June 13, 2018 // By Paul Grizzaffi
In the Star Trek universe, a universal translator is a device that instantly translates any language. It’s usually used to communicate with alien species. Sadly, this technology does not yet exist in our world.
When we build an automation endeavor, the attractive first step is to “translate” our existing test cases into automated test scripts. Though starting with something other than test case automation may be a more appropriate starting point, we do often find that some automation based on test cases may be our best, initial value proposition.
Even in those cases, using our existing test cases as a step-by-step recipe for automation can be troublesome. We need to understand that we are not simply making a computer do what testers currently do; we are adding a new tool to our existing capabilities. As with most tools, this one provides us with additional capabilities over what we have today, but we must use it appropriately. As an analogy, consider walking versus driving; a vehicle is a tool to help us perform an activity: travel. If we are walking to our destination we will prepare differently than if we are driving. There are some things that could change due to having access to a “travel tool” such as an automobile: preparation, route, supplies, arrival time. It’s interesting to note that, in some cases, using a car to travel to a destination may take longer than walking, especially in traffic-congested cities; similarly, using a tool for testing is not always the most appropriate option.
Now that we know that we must approach testing differently when we introduce a new tool, there are aspects we may have to consider when using existing test cases as a starting point for automation.
In general, test cases or steps are written for human usage. As such, we take jargon shortcuts to make these artifacts more meaningful and understandable to humans.

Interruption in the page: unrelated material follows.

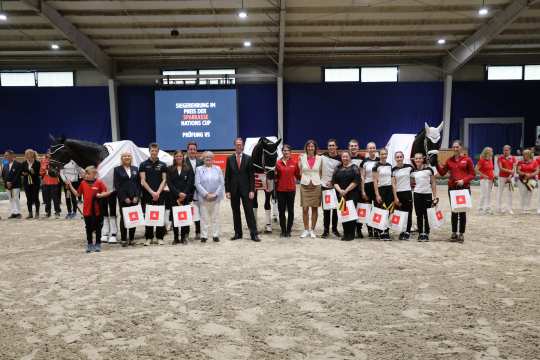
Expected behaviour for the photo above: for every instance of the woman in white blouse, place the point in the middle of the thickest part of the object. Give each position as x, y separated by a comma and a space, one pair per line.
310, 165
210, 186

These jargon shortcuts rely on our innate understanding of both the world and the application domain in which we are testing. Our automation implementations must be considerably more specific than our jargon-based test cases; computer programs require instructions to be very specific and in a syntax that is acceptable to the tool in use.
We frequently write test cases similar to the following:
- Go to the homepage
- Find an in-stock product and add it to the cart
- Purchase with a Visa card
- Verify that you get an order number
Computers, however, don’t have the ability to work at this level of abstraction or with this level of non-granularity; far more details need to be supplied, some of which are:
- What is the address of the homepage?
- How do we find a product?
- How do we determine if a product is in-stock?
- How do we add a product to the cart?
- How do we traverse our app to where we specify a credit card number?
- How do we determine if we received an order number?
- What do we do if any of the steps produce unexpected behavior?
To make things more challenging, the answers to some of the questions above may produce additional questions that need to be answered in the pursuit of the appropriate level of granularity.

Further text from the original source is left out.